Le défaite acceptée, il faut savoir savourer quelques moments heureux : des cadeaux inattendus en guise de remerciements, des temps de travail studieux avec les collègues de l’opposition autour de Nicolas Florian pour évoquer l’avenir, des centaines de messages chaleureux et touchant reçus d’habitants et d’acteurs culturels qui regrettent votre départ… Et puis s’asseoir seul à la terrasse d’un café pour regarder Bordeaux et se dire tout simplement : non, tout cela n’est pas terminé. Les 25 000 citoyens qui ont voté pour nous doivent être entendus.

Le premier Conseil Municipal consacré à l’élection du Maire a été particulièrement traumatisant. Plusieurs élus de notre groupe ont été hués par le public, sans qu’aucune réprobation ne soit exprimée par la nouvelle équipe municipale visiblement débordée par l’ampleur du phénomène. Du jamais vu.
Au Conseil Municipal suivant, le nouveau maire rappellera les règles mais le mal était fait. Dans l’enceinte d’une assemblée démocratiquement élue, chacun est légitime et doit être respecté pour ce qu’il représente.

L’élection des adjoints fut pour moi l’occasion d’une première intervention sous forme d’étonnement : aucun adjoint au maire ne sera chargé du Patrimoine. Dans une municipalité comme Bordeaux, labellisée ville d’art et d’histoire, classée au patrimoine mondial de l’UNESCO et qui compte le plus grand nombre de monuments historiques en province, cette absence est une grave incongruité qui m’inquiète pour l’avenir et qui j’espère sera corrigée. Aucun adjoint non plus pour les ressources humaines, la propreté, la politique de la ville, les mobilités… en revanche « la gouvernance par l’intelligence collective » trouve étonnement sa place dans une délégation d’adjoint… Une appellation du nouveau monde sans doute.
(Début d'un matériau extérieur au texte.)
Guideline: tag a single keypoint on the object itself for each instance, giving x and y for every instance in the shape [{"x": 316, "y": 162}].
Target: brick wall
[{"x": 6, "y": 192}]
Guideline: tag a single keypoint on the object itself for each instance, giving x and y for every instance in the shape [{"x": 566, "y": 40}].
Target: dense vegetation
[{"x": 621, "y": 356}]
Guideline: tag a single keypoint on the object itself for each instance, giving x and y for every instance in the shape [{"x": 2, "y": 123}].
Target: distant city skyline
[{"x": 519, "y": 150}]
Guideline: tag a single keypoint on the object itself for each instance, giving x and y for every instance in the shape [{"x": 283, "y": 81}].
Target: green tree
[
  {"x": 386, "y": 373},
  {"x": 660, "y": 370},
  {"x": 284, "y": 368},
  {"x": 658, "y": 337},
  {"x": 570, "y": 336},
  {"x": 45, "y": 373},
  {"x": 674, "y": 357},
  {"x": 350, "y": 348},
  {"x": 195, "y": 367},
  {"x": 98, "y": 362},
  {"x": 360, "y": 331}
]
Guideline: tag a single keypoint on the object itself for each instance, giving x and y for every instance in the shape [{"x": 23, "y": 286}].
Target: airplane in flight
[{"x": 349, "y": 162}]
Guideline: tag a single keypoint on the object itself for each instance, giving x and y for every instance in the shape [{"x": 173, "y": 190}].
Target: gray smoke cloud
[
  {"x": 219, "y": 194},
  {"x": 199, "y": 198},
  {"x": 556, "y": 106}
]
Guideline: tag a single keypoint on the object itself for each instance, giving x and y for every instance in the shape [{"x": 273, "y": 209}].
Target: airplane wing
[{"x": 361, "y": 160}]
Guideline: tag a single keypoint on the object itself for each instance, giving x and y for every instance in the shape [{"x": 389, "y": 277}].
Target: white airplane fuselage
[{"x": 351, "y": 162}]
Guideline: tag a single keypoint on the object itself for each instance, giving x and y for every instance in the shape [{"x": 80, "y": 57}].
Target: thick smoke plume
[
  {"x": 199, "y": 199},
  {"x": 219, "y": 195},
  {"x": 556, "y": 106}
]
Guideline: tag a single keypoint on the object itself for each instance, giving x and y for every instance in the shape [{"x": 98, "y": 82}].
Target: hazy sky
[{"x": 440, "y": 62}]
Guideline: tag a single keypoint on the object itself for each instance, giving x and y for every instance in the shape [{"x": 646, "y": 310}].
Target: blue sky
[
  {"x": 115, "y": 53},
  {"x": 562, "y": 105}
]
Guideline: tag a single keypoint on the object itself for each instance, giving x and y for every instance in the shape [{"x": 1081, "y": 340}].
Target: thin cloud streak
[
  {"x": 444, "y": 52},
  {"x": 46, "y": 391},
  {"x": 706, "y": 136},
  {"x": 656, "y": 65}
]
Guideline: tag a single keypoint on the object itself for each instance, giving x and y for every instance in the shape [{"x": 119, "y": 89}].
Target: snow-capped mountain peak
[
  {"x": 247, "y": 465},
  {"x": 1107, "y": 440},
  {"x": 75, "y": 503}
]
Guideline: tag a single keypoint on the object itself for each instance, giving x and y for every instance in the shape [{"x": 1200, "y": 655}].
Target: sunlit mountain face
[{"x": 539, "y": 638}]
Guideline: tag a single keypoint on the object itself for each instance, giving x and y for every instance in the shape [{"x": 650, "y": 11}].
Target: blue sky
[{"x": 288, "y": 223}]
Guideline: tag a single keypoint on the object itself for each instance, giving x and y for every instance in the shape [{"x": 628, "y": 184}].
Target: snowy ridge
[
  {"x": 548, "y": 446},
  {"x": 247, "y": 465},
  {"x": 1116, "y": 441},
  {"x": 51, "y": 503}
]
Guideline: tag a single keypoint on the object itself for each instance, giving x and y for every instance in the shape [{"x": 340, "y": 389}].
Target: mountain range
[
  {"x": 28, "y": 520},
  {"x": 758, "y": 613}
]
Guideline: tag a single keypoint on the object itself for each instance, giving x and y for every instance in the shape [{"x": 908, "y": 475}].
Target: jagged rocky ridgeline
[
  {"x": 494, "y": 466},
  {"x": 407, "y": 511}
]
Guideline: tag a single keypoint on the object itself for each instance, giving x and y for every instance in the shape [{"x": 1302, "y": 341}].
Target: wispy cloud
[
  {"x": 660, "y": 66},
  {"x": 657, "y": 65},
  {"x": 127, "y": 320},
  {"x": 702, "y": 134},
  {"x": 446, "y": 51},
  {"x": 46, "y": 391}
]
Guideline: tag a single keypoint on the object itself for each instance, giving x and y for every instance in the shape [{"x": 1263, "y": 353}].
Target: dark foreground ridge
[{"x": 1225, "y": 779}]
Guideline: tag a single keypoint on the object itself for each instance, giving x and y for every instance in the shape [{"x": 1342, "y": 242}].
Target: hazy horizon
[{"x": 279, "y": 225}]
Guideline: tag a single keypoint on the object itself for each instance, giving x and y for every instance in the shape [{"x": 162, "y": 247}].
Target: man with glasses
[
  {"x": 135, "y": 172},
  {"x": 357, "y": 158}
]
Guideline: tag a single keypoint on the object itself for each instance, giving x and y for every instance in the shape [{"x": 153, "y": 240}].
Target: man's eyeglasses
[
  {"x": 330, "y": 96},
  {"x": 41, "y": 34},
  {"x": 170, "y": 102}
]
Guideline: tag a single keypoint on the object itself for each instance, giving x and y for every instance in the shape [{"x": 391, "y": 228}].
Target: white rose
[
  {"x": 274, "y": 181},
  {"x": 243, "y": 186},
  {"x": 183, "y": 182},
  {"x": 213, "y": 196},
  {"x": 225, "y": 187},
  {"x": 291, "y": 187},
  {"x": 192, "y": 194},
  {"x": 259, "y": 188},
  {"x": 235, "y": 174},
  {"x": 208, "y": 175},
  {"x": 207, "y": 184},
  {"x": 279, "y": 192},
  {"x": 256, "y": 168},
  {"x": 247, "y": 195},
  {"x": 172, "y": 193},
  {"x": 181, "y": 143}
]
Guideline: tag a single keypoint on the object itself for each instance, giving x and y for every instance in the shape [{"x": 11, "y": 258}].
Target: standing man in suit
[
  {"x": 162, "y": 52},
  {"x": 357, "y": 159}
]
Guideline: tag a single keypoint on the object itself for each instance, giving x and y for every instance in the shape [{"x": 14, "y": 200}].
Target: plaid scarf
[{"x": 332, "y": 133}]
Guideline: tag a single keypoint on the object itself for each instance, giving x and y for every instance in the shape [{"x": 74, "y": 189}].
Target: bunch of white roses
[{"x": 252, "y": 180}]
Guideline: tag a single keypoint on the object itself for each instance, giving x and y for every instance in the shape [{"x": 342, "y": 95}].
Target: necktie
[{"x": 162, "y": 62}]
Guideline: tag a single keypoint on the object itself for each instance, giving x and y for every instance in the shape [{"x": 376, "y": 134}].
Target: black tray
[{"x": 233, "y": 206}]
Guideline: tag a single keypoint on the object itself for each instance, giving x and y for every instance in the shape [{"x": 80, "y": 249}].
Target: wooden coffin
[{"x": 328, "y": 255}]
Parmi les maigres responsabilités auxquelles peut prétendre un élu d’opposition, j’ai souhaité continuer de siéger au Conseil d’Administration de l’Opéra National, une institution majeure que la nouvelle équipe souhaite mettre au « vert » et transférer à la Métropole. Orage en vue. Je veillerai à préserver cette maison et les artistes, techniciens et agents qui la font vivre. Des changements sont sans doute souhaitables, j’en ai réalisé certains et beaucoup sont sur les rails. Mais gardons-nous de vouloir faire table-rase d’une institution deux fois centenaire qui accueille plus de 200 000 spectateurs par an (dont 50 000 enfants), et qui est le plus gros employeur artistique de notre région.

Les jours qui viennent me permettront de revenir vers vous puisqu’un nouveau Conseil Municipal et deux Conseils de Bordeaux Métropole devront se réunir. Un mois de juillet somme toute assez studieux.